"That's up to the bone pickers," Bloom said, referring to Valentine's grim-faced hatchet men who'd been inspecting captured vehicles and gear since they arrived, sorting the salvageable wheat from the chaff that would be left to Valentine to make of what he would.
Valentine rubbed his fresh-shaven chin. "Since this is the last meeting of this particular staff, I feel like we should have something."
"A cake?" Bloom asked.
"I was thinking some of our friend's doughnuts."
"The nut at the gate?" Bloom's clerk asked. "They're good doughnuts, but you have to hear his sermonizing about Kur and the elevation of mankind."
"Might want to roust him for a few days, so he can't count us walking out," Moytana said.
Valentine and a corporal went to get doughnuts. They took bicycles down to the entrance to the base. Bee loped along behind. Some idlers were watching the Kentuckians build small, heat-conserving homes on the other side of the old Evansville highway running west of the base.
"Mind if we take a sack?" Valentine asked the missionary.
"One to a customer, sir. Did you read that literature I gave you?"
"Fascinating stuff," Valentine said. "I have eight friends. One to a customer means I need eight doughnuts."
"Oh, that makes sense," the missionary said, reaching into a shelf in his bakery van. "Did you get to the part about the select gene rescue and propagation?"
"No."
"A well-formed man like you would do well to try out. And don't worry. Less than three percent end up castrated."
"That must have been in the fine print."
"You know, this is an evil land. Best leave it to escape what is coming. The punishment."
"Punishment?"
"I take no joy in it. It's heartbreaking. But the fools will persist in their folly."
"True enough. How long will you keep handing out doughnuts?"
"Until it begins. There will be a sign, a sign from the sky. Beware the evil star! Take it to head and heart, friend and brother. There's a shadow of death over this land. It's flying closer and closer." He handed Valentine a bag so greasy that the paper was next to transparent and went back to scanning the sky.
"I don't suppose you know what direction the danger is coming from."
"The worst dangers blossom in one's own bosom. Look to your heart, friend and brother. Watch the skies, my friend and brother. Watch the skies!"
Lost in the sleep of the exhausted that night, Valentine dreamed he was back in Weening.

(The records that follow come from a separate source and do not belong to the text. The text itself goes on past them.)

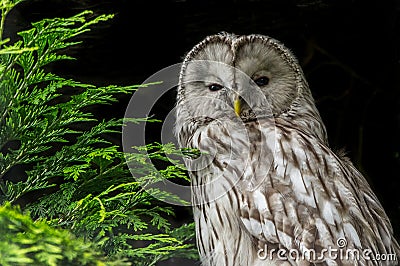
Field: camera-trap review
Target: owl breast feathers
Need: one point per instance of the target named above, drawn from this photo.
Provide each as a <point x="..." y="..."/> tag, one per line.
<point x="267" y="189"/>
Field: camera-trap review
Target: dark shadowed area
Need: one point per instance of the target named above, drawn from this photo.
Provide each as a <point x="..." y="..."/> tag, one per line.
<point x="349" y="50"/>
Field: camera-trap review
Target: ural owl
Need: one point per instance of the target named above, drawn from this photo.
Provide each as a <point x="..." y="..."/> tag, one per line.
<point x="266" y="188"/>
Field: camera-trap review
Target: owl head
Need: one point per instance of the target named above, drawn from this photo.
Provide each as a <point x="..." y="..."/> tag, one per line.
<point x="227" y="76"/>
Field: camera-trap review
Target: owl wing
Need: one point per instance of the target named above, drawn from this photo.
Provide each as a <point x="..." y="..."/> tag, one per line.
<point x="310" y="199"/>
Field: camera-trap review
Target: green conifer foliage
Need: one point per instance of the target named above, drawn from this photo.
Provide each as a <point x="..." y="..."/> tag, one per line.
<point x="80" y="203"/>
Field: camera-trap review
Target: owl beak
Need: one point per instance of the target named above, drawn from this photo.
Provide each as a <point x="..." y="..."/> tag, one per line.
<point x="237" y="105"/>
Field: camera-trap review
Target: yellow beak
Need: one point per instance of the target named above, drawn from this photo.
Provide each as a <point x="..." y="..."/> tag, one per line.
<point x="237" y="105"/>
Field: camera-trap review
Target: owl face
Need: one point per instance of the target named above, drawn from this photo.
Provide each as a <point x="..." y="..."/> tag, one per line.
<point x="238" y="76"/>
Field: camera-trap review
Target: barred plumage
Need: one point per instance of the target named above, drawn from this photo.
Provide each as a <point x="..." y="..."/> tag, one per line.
<point x="267" y="178"/>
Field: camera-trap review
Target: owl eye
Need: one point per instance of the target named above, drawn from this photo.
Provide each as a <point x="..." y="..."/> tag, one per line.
<point x="262" y="81"/>
<point x="215" y="87"/>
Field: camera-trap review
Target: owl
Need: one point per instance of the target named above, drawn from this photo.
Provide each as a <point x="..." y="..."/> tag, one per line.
<point x="266" y="187"/>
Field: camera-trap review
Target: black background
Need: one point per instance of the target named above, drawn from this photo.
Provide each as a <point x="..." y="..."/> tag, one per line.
<point x="349" y="51"/>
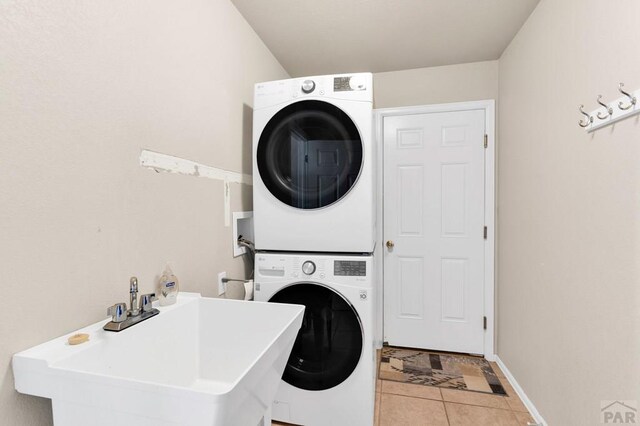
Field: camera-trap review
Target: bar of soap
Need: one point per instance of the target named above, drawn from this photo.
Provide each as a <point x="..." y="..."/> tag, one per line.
<point x="79" y="338"/>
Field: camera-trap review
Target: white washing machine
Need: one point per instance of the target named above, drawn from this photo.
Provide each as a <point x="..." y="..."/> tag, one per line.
<point x="330" y="376"/>
<point x="313" y="164"/>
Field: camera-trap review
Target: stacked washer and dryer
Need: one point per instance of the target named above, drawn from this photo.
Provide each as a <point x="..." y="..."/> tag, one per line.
<point x="314" y="225"/>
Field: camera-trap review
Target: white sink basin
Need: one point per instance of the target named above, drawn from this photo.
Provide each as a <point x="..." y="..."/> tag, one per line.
<point x="201" y="361"/>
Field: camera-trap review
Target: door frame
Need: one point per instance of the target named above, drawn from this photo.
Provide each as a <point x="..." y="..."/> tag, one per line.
<point x="488" y="106"/>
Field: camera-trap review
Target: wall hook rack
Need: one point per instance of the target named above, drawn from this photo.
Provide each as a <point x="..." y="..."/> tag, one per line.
<point x="609" y="113"/>
<point x="588" y="118"/>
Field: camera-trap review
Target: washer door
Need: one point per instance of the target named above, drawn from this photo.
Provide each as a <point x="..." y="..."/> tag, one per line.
<point x="329" y="343"/>
<point x="309" y="154"/>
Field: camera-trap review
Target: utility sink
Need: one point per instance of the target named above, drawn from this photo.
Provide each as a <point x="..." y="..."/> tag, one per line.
<point x="202" y="361"/>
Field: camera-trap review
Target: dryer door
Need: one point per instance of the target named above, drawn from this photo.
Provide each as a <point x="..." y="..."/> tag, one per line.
<point x="309" y="154"/>
<point x="329" y="343"/>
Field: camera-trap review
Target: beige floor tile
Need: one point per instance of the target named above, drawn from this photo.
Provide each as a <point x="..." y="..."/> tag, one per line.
<point x="476" y="383"/>
<point x="408" y="389"/>
<point x="524" y="419"/>
<point x="467" y="415"/>
<point x="474" y="398"/>
<point x="397" y="410"/>
<point x="376" y="411"/>
<point x="497" y="370"/>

The last time Valentine had stopped in Weening, they were using the Quickwood tree he'd planted as a maypole, dancing around it every spring. One of the local preachers accused the family who organized the event of being druids.
Valentine had placed the seed there years ago. What Valentine wanted were some specimens of Quickwood tucked away here and there throughout the Ozarks, just in case-a Johnny Appleseed of resistance to the Kurians.
The tree he'd planted in Weening would be mature in another year or two, if what Papa Legba had told him on Hispaniola about the tree's life cycle was correct. It would be producing seeds for others to distribute.
That was the essence of his dream. The young coffee bean- like Quickwood seeds were dropping off the tree and rolling into the brush while he and Gabby Cho stood waist deep in the nearby stream. The seeds turned into scarecrows, and the scarecrows divided and turned into more scarecrows, all of whom stood in the fields and woods around Weening, all subtly turned toward himself and Cho as they shivered, naked and exposed in the river.
"Repurposed." Southern Command doesn't call it a retreat, or abandonment, or evacuation. Word has come down from on high: What's left of Javelin is being "repurposed."
General Martinez calls it a part of his "new approach" to the war against the Kurians.
Admittedly, General Martinez was, is, and continues to be a controversial figure. What the precise proportion of malfeasance, malpractice, and misjudgment went into his tenure as the Southern Command chief general is the object of some dispute. There are still those who maintain that Martinez's only fault was to see to the welfare of the men under his command first and foremost, only fighting when it was absolutely necessary.
But a wise man knows that in life, absolutes vanish like a desert mirage, receding into an unknown distance before it can be quantified.